Dziadek mojego męża był posiadaczem domu i działki, które poprzednio były własnością jego teściów. Z niewiadomych przyczyn nie dokonał zasiedzenia. Aktualnie dom nie ma żadnego właściciela, dziadek wychowywał mojego męża który mieszka w tym domu od urodzenia łącznie 27 lat a od 9 lat płaci podatki i mieszka w nim sam (dziadek zmarł). Czy mając 30 lat może wystąpić o zasiedzenie przez posiadanie w złej wierze (czy mieszkanie w nieruchomości przed 18 rokiem życia można wliczyć w ten czas?). Czy jeżeli wystąpi o zasiedzenie teraz doliczając czas posiadania nieruchomości przez dziadka, synowie dziadka mogą ubiegać się o część własności? Żaden z nich tu nie mieszka, nie mamy z nimi nawet kontaktu jeden z nich mieszka od ponad 30 lat na drugim końcu Polski a drugi za granicą, nikt nie dbał o dom oprócz nas.
Z góry dziękuję za odpowiedź, pozdrawiam.
Szanowna Pani,
Niestety, nie jestem w stanie udzielić Pani stanowczej odpowiedzi na blogu. Sprawa jest bowiem niejednoznaczna. Zachodzi potrzeba uzyskania dodatkowych wyjaśnień i zapoznania się z dokumentami, a to jest możliwe w ramach regularnej porady prawnej.
Pozdrawiam
adw. Jan Górski
Dzień dobry.
Kolega kupił w 2000 r. stary budynek położony na działce A. Zburzył ten budynek i wybudował nowy, który był oddany do użytku w 2003 r.
Z działką tą graniczy działka B. Właściciel tej działki jest znany z imienia i nazwiska ale nie z nim kontaktu.
Kolega próbował odszukać tego właściciela, ale z tego co zdołał ustalić to w 2000 r. wyjechał on do Kanady, tam chorował, był w jakimś domu opieki. Nie wiadomo czy aktualnie żyje. W Polsce nie ma spadkobierców.
Kolega od 2000 r. czyli przez 20 lat opiekował się tą działką tzn. kosił trawę, zasadził krzewy, remontował ogrodzenie, płacił podatki. Był więc posiadaczem samoistnym w złej wierze, który chciał wejść w posiadanie działki B przez zasiedzenie.
Kupiłem w tym roku od Kolegi budynek położony na działce A. Tak jak on mam zamiar opiekować się działką B. Czy w tym przypadku mogę sobie doliczyć do swojego okresu zasiedzenia okres zasiedzenia Kolegi?

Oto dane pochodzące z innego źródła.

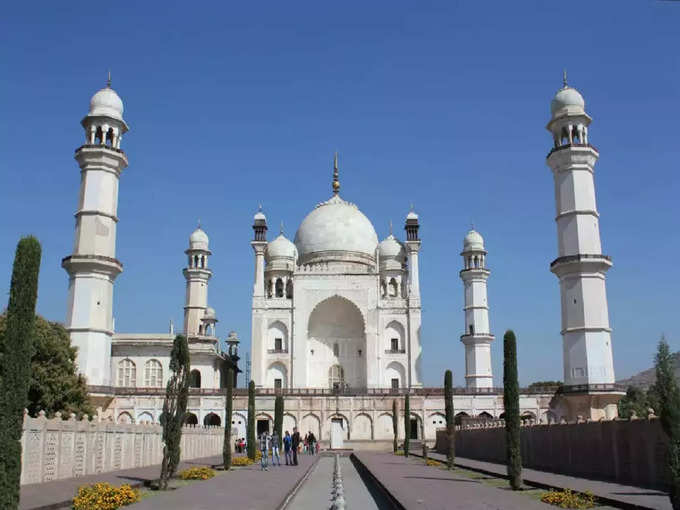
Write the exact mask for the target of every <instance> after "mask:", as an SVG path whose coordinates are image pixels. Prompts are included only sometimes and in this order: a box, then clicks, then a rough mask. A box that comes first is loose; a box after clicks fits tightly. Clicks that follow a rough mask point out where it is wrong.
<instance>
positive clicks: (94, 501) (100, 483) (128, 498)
mask: <svg viewBox="0 0 680 510" xmlns="http://www.w3.org/2000/svg"><path fill="white" fill-rule="evenodd" d="M139 499H140V496H139V491H138V490H136V489H133V488H132V487H130V485H128V484H125V485H121V486H120V487H114V486H113V485H111V484H110V483H104V482H101V483H95V484H94V485H83V486H82V487H79V488H78V494H77V495H76V497H75V498H73V510H116V508H120V507H121V506H126V505H131V504H132V503H136V502H137V501H139Z"/></svg>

Pozdrawiam i z góry dziękuję za odpowiedź.
Szanowny Panie,
Zgodnie z art. 176 k.c. warunkiem doliczenia okresu posiadania poprzedniego posiadacza jest przeniesienie tego posiadania na rzecz następcy. Tak więc doliczenia tego okresu będzie możliwe, jeżeli Pański kolega sprzedając działkę A przekazał Panu w posiadanie działkę B. Jeżeli tego przekazania nie było, zasiedzenie na Pańską rzecz zacznie biec od początku.